Date of Award

Spring 2012

Document Type


Degree Name

Doctor of Philosophy (PhD)


Biomedical Sciences

Committee Director

Patricia Hentosh

Committee Director

David Gauthier

Committee Member

Dennis Peffley

Committee Member

Emilia Oleszak


This is the first evidence that a plant-derived compound–perillyl alcohol regulates telomerase activity via the mammalian target of rapamycin (mTOR) pathway in prostate cancer cells. Telomerase–the enzyme responsible for immortalizing cells through telomeric repeats addition–is de-repressed early in an aspiring cancer cell.

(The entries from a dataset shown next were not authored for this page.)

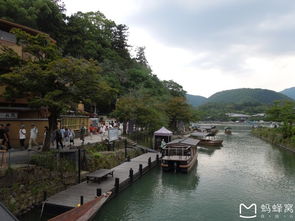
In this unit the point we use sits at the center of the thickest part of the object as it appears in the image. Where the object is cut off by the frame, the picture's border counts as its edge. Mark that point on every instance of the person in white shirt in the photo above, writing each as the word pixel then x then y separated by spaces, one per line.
pixel 22 136
pixel 33 136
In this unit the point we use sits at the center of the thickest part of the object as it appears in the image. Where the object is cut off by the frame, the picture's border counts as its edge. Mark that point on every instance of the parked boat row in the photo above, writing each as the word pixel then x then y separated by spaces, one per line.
pixel 181 154
pixel 206 139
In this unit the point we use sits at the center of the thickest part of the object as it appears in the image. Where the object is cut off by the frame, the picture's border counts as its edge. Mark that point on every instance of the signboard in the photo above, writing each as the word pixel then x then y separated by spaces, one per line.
pixel 113 134
pixel 8 115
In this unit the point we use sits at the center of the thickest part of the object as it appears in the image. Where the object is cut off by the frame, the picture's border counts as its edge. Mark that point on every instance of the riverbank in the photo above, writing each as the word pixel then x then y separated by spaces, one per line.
pixel 23 188
pixel 274 136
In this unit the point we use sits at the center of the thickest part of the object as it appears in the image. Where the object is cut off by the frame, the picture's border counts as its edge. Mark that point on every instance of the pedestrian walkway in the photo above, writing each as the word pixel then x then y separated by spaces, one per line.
pixel 23 157
pixel 70 197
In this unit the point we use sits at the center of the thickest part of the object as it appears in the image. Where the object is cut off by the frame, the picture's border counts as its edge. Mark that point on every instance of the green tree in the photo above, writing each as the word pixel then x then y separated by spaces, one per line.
pixel 44 15
pixel 178 111
pixel 50 81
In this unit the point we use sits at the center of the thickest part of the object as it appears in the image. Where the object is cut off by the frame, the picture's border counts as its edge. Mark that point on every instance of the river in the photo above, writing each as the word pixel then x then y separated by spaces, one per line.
pixel 246 170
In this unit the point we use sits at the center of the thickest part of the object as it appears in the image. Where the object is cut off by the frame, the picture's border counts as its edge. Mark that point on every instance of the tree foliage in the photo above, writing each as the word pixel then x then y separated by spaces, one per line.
pixel 90 63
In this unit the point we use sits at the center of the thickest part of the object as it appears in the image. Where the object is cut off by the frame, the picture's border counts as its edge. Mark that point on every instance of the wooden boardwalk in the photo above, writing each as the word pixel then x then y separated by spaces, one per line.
pixel 70 197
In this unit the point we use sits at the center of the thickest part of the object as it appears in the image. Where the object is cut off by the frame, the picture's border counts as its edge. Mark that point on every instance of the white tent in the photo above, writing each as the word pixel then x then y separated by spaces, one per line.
pixel 163 132
pixel 160 134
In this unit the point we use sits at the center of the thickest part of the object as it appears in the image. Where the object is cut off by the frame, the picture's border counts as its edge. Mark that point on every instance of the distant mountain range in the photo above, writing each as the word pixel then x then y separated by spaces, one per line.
pixel 195 100
pixel 243 95
pixel 290 92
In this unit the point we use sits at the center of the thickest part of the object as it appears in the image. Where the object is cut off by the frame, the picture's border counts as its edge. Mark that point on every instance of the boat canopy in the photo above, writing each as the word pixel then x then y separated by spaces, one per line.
pixel 184 141
pixel 199 134
pixel 210 127
pixel 163 132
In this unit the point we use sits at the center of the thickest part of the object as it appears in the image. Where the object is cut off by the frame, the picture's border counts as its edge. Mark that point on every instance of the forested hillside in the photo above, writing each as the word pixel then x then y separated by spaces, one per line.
pixel 290 92
pixel 123 86
pixel 247 95
pixel 195 100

We hypothesized that perillyl alcohol regulates hTERT (human telomerase reverse transcriptase) at the translational and post-translational levels via its effects on the mTOR pathway. A rapid suppression of telomerase activity was detected in prostate cancer cell lines (PC-3 and DU145) in response to biologically-relevant concentrations and short incubations of perillyl alcohol or the mTOR inhibitor—rapamycin.

Western blot analysis revealed a decrease in hTERT protein levels in response to either agent that did not coincide wholly, with loss of telomerase activity suggesting a further level of regulation. Using immunoprecipitation we established the presence of a hTERT-mTOR-S6K (p70 S6 kinase)-Hsp90 (Heat shock protein 90)-Akt complex previously detected in activated NK cells in DU145 prostate cancer cells. Further, western blot analysis demonstrated that perillyl alcohol or rapamycin disrupted the binding interactions between RAPTOR and hTERT, mTOR, S6K, and Hsp90, establishing an additional mechanism by which these agents decrease telomerase activity.

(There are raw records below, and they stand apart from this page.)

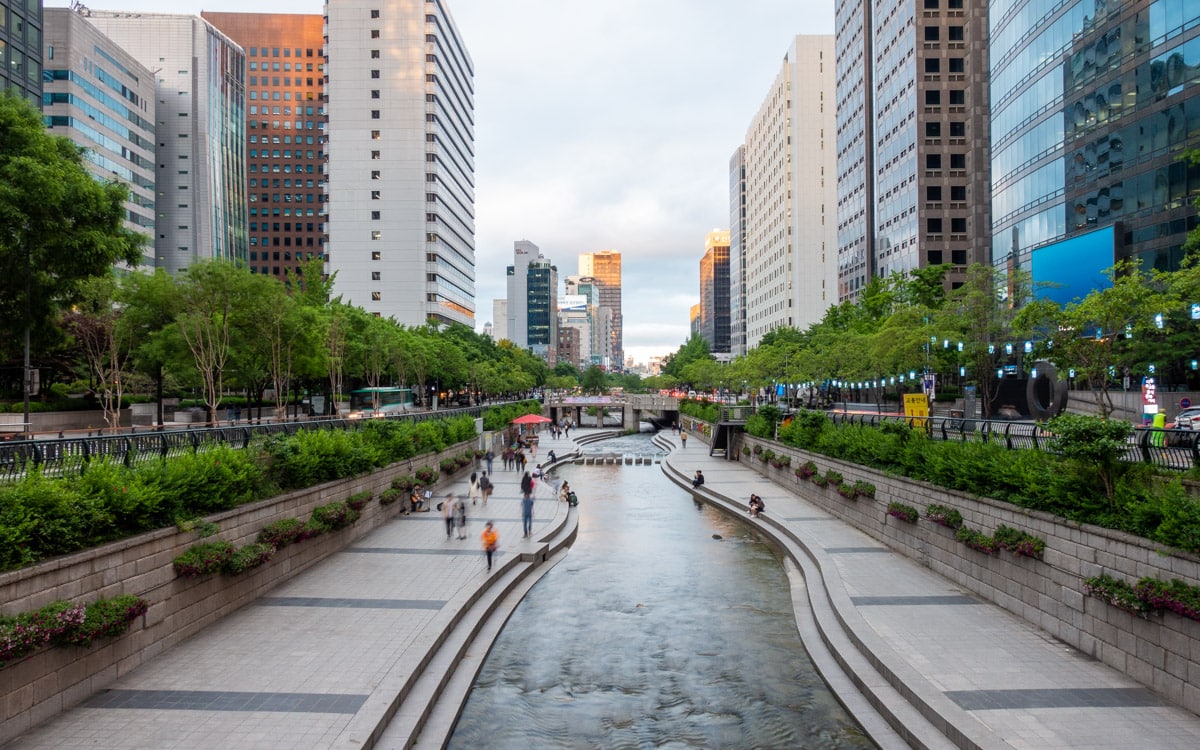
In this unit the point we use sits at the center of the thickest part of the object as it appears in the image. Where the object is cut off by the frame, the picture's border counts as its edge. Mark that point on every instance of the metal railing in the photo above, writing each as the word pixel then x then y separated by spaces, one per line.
pixel 1173 449
pixel 64 456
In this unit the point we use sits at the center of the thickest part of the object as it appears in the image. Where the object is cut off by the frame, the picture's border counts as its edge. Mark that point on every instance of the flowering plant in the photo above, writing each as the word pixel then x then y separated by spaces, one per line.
pixel 905 513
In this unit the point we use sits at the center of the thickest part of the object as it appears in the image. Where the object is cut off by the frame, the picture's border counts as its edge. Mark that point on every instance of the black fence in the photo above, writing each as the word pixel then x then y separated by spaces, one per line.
pixel 1173 449
pixel 65 456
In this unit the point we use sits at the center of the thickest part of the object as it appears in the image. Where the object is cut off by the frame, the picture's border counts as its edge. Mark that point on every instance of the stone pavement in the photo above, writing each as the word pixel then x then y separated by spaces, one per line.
pixel 897 641
pixel 378 645
pixel 367 637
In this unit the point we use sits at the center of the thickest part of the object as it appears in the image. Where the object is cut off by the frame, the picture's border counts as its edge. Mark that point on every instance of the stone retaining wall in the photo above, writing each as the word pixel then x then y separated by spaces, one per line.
pixel 53 679
pixel 1159 652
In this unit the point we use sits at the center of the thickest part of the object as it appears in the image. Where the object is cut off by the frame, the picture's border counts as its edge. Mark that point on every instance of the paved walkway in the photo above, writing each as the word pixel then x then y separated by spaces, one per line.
pixel 382 642
pixel 328 659
pixel 953 669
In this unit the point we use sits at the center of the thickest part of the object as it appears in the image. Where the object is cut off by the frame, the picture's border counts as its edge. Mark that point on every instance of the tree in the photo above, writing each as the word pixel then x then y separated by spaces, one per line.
pixel 59 226
pixel 211 298
pixel 107 345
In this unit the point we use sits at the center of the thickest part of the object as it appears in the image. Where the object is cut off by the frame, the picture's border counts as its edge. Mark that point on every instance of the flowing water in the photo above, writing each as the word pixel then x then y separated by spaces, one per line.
pixel 667 625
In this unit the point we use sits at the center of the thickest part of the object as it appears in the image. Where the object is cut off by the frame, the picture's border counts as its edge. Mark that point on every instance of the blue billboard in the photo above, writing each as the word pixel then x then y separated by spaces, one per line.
pixel 1074 267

Prostate cancer cells overexpress eIF4E (eukaryotic initiation factor 4E) the rate-limiting protein that mediates cap-dependent translation by way of mTOR signaling. Immortalized Chinese hamster ovary (CHO) control cells (pMV7) and CHO cells with forced eIF4E-overexpression (rb4E) were used to elucidate the role of eIF4E in telomerase regulation by perillyl alcohol and rapamycin. Telomerase activity and TERT protein levels were dramatically attenuated in rb4E cells by perillyl alcohol or rapamycin, but the pMV7 cells were unresponsive to either agent. Through western blot analysis we determined eIF4E-overexpression activates Akt–an upstream regulator of mTOR–through a positive-feedback loop thereby increasing the phosphorylation of downstream targets of Akt. These findings demonstrate that eIF4E-overexpression in CHO cells alters protein synthetic processes and gene regulation, thus enabling the inhibitory effects of perillyl alcohol and rapamycin on telomerase activity and TERT protein levels. This study provides evidence for a unique link between perillyl alcohol- and rapamycin-mediated regulation of mTOR and hTERT.